Example 3: Chunking a DoclingDocument

The LineBasedTokenChunker can also be used directly with DoclingDocument objects.

from docling.document_converter import DocumentConverter

# Convert a document
converter = DocumentConverter()
result = converter.convert("../../tests/data/md/sources/wiki.md")
doc = result.document

# Create chunker
tokenizer = HuggingFaceTokenizer(
    tokenizer=AutoTokenizer.from_pretrained("sentence-transformers/all-MiniLM-L6-v2"),
    max_tokens=100,
)

chunker = LineBasedTokenChunker(
    tokenizer=tokenizer,
    prefix="",  # No prefix for general documents
)

# Chunk the document
chunks = list(chunker.chunk(doc))

print(f"Total chunks: {len(chunks)}\n")

# Display first few chunks
for i, chunk in enumerate(chunks[:3], 1):
    print(f"=== Chunk {i} ===")
    print(
        f"Text: {chunk.text[:200]}..."
        if len(chunk.text) > 200
        else f"Text: {chunk.text}"
    )
    print(f"Tokens: {tokenizer.count_tokens(chunk.text)}")
    print(f"Doc items: {len(chunk.meta.doc_items)}\n")

Total chunks: 11

=== Chunk 1 ===
Text: # IBM

International Business Machines Corporation (using the trademark IBM), nicknamed Big Blue, is an American multinational technology company headquartered in Armonk, New York and present in over ...
Tokens: 57
Doc items: 12

=== Chunk 2 ===
Text: IBM is the largest industrial research organization in the world, with 19 research facilities across a dozen countries, having held the record for most annual U.S. patents generated by a business for ...
Tokens: 99
Doc items: 12

=== Chunk 3 ===
Text:  systems. During the 1960s and 1970s, the IBM mainframe, exemplified by the System/360, was the world's dominant computing platform, with the company producing 80 percent of computers in the U.S. and ...
Tokens: 100
Doc items: 12

Example 4: Handling Large Prefixes

When a prefix exceeds the max_tokens limit, it's automatically split into multiple chunks and only included at the beginning.

import warnings

# Create a very long prefix that exceeds max_tokens
tokenizer = HuggingFaceTokenizer(
    tokenizer=AutoTokenizer.from_pretrained("sentence-transformers/all-MiniLM-L6-v2"),
    max_tokens=25,  # Small limit
)

large_prefix = (
    "This is a very long table header that contains a lot of information " * 10
)

print(f"Large prefix token count: {tokenizer.count_tokens(large_prefix)} tokens")
print(f"Max tokens allowed: {tokenizer.get_max_tokens()} tokens\n")

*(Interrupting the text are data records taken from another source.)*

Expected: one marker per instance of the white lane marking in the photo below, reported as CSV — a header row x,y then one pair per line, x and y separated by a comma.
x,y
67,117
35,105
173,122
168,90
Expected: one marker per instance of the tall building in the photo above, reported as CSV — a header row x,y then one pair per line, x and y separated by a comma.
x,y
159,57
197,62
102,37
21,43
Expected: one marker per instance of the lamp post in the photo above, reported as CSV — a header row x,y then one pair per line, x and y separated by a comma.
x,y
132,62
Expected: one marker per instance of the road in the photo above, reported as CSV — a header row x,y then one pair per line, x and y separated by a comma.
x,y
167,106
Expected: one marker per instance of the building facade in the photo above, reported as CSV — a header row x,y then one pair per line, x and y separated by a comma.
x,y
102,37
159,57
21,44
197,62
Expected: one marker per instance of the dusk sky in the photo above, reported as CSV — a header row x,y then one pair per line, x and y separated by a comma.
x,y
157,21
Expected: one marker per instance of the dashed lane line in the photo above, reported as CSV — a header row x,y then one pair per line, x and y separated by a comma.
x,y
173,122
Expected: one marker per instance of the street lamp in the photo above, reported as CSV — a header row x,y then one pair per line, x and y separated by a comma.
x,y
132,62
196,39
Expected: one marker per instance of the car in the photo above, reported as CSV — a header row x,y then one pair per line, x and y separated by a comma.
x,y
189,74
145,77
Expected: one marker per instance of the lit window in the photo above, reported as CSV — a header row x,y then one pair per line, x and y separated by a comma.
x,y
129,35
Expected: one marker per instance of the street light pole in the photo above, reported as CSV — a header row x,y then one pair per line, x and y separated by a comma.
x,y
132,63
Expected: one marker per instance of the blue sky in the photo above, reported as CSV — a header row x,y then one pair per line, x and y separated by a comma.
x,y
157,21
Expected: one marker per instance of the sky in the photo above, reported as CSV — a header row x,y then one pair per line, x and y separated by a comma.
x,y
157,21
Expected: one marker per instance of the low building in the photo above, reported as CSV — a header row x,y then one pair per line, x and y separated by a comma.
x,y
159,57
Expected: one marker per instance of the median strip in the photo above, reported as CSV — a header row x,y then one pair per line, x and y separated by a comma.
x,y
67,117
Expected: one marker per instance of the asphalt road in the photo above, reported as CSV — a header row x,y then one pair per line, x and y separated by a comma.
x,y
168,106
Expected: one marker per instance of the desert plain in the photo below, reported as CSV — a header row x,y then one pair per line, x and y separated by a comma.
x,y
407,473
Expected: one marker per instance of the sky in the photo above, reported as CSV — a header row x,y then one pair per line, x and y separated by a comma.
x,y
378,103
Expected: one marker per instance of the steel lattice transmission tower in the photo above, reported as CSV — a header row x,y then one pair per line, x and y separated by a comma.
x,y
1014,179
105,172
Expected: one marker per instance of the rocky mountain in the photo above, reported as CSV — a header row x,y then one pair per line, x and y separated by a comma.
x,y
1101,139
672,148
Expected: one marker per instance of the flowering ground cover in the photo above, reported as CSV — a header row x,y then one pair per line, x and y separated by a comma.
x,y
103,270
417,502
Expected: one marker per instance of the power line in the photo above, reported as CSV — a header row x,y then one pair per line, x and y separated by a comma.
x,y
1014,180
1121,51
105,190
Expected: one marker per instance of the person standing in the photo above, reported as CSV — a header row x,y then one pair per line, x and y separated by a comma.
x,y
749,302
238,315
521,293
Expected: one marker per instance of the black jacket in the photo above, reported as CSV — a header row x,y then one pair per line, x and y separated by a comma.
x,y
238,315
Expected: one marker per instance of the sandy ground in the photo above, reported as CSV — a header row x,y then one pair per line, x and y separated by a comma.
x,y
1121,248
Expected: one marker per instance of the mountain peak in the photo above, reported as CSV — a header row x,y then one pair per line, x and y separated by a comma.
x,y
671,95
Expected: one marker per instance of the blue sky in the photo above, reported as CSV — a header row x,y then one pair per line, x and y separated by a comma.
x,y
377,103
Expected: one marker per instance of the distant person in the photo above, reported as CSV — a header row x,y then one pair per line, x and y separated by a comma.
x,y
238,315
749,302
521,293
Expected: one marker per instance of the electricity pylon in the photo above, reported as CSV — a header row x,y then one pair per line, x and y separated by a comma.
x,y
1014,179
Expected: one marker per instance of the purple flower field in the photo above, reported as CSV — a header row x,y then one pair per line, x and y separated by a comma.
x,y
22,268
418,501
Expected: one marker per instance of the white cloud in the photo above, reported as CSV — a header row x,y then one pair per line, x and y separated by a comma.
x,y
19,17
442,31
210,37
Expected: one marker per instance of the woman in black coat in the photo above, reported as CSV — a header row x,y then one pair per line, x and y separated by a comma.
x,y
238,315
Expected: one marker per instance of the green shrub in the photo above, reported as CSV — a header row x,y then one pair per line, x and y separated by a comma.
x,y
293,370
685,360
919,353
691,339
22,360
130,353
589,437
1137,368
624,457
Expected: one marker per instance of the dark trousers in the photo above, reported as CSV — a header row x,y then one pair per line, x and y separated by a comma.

# Create chunker with large prefix - will trigger warning
with warnings.catch_warnings(record=True) as w:
    warnings.simplefilter("always")

    chunker_large = LineBasedTokenChunker(
        tokenizer=tokenizer,
        prefix=large_prefix,
    )

    if w:
        print("⚠️  Warning issued:")
        print(f"   {w[0].message}\n")

print(f"Number of prefix chunks: {len(chunker_large.prefix_chunks)}")
print(f"Prefix len (for single chunk): {chunker_large.prefix_len}\n")

# Show the prefix chunks
print("Prefix chunks:")
for i, prefix_chunk in enumerate(chunker_large.prefix_chunks, 1):
    preview = prefix_chunk[:100] + "..." if len(prefix_chunk) > 100 else prefix_chunk
    print(f"  Chunk {i}: {tokenizer.count_tokens(prefix_chunk)} tokens")
    print(f"  Content: {preview}\n")

# Test chunking with the large prefix
lines = [
    "Row 1: Some data here\n",
    "Row 2: More data here\n",
    "Row 3: Even more data\n",
]

chunks_large = chunker_large.chunk_text(lines)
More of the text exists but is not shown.